Take-Out Valuation. I estimate a “premium” take-out transaction would be done at an implied terminal PE of between 22.5X and 27.5X, or between $54.50 and $64.05.
VRX IRR. At $54.50, assuming VRX took ZTS out with leverage of 6X pro forma 2016 Adj. EBIT; a 10% tax rate; 45% EBITM; and 20X terminal PE, VRX would realize a 5-year IRR of ~22% on its required equity capital. At 25X and 27.5X, the IRRs would be 18% and 15%.
In its deals, VRX shoots for at least a 20% IRR (unsure of duration) utilizing fully-taxed earnings; and since the assumed 45% pro forma EBITM is likely (highly?) unrealistic, the VRX take-out analysis is simply an attempt to back into the required assumptions to make a VRX deal work at the three take-out valuation scenarios.

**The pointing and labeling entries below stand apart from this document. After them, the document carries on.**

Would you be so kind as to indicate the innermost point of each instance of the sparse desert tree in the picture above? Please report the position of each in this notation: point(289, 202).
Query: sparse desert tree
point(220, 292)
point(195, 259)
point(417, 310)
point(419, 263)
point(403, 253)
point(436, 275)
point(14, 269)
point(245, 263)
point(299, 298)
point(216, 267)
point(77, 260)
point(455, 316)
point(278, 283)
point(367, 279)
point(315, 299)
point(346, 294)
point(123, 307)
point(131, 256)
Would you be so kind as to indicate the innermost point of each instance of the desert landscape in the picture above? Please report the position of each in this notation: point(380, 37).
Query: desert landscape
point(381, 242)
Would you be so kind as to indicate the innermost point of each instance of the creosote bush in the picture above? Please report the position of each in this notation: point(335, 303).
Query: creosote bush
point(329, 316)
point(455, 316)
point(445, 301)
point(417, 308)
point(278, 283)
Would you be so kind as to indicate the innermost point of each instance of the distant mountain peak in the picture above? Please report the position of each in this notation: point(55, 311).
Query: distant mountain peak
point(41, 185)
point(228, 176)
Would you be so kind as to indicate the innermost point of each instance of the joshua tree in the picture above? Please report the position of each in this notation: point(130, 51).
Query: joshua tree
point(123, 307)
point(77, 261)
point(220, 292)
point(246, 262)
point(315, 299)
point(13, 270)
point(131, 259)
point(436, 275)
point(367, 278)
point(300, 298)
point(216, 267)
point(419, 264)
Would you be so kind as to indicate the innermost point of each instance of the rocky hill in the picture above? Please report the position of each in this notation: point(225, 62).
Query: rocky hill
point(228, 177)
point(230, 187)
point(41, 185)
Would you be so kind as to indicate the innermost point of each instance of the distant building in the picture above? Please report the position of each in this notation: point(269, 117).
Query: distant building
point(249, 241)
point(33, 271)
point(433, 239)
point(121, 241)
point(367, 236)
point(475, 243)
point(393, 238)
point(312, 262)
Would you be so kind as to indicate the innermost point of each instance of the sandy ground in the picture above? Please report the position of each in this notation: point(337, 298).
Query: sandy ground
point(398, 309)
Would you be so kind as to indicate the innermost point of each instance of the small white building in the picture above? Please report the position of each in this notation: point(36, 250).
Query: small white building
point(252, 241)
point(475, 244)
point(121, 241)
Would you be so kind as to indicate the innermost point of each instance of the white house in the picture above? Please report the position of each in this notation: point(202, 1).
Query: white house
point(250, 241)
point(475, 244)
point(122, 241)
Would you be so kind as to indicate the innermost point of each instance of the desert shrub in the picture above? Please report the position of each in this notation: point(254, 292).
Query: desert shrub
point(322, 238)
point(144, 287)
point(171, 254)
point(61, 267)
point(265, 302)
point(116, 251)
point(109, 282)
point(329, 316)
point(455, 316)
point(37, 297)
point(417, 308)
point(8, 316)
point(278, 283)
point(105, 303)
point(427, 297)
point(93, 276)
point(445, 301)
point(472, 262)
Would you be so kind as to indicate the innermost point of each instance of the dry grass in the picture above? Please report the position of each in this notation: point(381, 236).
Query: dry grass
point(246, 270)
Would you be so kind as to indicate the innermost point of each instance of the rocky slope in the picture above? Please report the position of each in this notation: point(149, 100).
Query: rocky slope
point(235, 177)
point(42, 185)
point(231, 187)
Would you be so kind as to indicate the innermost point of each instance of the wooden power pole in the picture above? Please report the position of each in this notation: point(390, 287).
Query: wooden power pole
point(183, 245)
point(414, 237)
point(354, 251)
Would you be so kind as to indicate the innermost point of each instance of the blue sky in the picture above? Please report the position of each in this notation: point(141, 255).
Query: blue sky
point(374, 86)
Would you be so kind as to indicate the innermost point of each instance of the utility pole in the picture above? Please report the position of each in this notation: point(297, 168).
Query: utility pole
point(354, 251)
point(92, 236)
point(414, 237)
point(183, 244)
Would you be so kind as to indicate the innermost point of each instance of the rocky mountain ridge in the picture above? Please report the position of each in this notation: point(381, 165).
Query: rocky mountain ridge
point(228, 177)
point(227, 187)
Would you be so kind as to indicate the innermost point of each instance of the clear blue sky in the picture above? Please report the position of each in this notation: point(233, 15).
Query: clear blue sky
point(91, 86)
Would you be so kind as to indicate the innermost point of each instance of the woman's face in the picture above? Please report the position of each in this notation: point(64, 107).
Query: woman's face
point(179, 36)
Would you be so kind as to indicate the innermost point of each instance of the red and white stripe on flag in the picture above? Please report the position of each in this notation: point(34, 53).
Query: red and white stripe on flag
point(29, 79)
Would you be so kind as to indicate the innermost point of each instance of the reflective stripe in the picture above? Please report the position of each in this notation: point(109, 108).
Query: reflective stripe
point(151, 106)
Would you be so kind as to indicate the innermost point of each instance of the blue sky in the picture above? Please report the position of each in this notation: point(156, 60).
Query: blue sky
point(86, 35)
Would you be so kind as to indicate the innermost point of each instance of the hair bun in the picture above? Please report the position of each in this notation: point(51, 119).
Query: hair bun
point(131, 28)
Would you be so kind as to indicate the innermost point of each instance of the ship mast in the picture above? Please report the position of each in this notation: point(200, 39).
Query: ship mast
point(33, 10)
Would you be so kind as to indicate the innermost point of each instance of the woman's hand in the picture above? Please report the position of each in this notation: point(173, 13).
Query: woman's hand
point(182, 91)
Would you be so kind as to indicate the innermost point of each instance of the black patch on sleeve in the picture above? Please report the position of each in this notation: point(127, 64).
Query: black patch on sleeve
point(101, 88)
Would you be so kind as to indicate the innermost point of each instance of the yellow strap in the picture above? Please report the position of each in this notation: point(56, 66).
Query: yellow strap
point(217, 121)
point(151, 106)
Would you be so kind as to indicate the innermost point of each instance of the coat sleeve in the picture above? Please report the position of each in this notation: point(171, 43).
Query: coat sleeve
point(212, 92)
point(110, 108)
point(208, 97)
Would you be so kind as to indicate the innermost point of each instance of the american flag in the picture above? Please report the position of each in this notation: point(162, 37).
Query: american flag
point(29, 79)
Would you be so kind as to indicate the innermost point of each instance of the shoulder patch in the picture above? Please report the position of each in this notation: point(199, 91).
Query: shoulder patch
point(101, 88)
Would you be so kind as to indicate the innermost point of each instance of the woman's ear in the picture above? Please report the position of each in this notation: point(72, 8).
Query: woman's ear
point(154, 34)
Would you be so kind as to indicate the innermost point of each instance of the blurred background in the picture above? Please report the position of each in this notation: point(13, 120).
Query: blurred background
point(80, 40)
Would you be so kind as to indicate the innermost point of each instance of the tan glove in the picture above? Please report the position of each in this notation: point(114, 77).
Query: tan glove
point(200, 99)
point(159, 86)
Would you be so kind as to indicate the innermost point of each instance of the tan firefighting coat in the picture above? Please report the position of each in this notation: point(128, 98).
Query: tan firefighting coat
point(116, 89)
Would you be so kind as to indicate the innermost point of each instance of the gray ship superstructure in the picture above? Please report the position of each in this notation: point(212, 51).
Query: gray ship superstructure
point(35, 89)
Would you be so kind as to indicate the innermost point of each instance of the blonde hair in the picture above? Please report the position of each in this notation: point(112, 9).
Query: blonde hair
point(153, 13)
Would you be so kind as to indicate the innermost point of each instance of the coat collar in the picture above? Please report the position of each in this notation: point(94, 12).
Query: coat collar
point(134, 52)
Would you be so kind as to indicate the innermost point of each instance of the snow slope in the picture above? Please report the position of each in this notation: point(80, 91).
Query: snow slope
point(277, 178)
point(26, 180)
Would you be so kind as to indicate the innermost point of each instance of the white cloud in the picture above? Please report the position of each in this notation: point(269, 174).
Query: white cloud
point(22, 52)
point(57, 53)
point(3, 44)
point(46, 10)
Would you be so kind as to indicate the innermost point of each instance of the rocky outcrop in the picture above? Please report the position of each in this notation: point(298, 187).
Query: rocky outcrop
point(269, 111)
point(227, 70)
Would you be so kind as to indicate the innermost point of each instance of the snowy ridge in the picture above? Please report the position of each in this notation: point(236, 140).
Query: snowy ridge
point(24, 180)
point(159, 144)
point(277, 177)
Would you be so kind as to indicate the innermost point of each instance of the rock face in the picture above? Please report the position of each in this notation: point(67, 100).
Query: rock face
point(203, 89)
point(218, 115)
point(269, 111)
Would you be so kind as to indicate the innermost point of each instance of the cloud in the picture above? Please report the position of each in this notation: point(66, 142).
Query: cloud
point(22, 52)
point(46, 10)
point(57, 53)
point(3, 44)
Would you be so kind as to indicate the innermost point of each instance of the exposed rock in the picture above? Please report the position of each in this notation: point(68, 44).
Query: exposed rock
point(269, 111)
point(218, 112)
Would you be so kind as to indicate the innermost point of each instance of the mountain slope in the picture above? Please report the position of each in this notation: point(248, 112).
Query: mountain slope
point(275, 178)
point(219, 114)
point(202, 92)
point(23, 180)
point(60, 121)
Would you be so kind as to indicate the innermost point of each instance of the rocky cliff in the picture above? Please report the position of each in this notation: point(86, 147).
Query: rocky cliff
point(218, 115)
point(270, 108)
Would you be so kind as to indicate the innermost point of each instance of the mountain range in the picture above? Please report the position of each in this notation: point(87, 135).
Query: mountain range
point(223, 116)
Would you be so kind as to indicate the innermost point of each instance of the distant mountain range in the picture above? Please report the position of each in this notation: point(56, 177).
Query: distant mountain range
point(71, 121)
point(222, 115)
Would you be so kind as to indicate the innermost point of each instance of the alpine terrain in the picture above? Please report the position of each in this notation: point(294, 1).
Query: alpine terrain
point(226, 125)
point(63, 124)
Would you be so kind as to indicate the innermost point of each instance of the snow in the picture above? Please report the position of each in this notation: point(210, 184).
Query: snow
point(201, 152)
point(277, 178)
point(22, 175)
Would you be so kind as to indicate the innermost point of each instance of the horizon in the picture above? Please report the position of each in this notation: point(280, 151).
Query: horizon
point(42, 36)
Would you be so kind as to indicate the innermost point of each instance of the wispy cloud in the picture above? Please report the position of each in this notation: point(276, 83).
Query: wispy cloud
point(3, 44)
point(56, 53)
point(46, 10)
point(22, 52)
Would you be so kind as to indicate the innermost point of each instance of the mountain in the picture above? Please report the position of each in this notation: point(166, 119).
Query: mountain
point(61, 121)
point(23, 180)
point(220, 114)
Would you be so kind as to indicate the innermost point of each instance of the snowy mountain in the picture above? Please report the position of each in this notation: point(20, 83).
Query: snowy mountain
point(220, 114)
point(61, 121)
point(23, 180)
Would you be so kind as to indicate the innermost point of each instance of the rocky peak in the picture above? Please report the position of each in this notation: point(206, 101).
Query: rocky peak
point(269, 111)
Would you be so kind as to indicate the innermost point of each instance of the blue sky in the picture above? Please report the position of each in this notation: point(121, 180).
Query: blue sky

With ZTS now free to negotiate with potential acquirers, this bizarre VRX rumor at minimum puts ZTS ‘in play’. And while ZTS is trading at my standalone FVPS estimate, I will continue to hold the position in present form, as I believe ZTS’s recent strong stock price action is indicative of something in the works…with the risk of course being that this ridiculous VRX rumor was in fact THE announcement that has been driving ZTS’s stock price. Though with a favorable M&A environment in place and Pershing Square on the ZTS BOD, I am willing to ‘underwrite’ that risk here.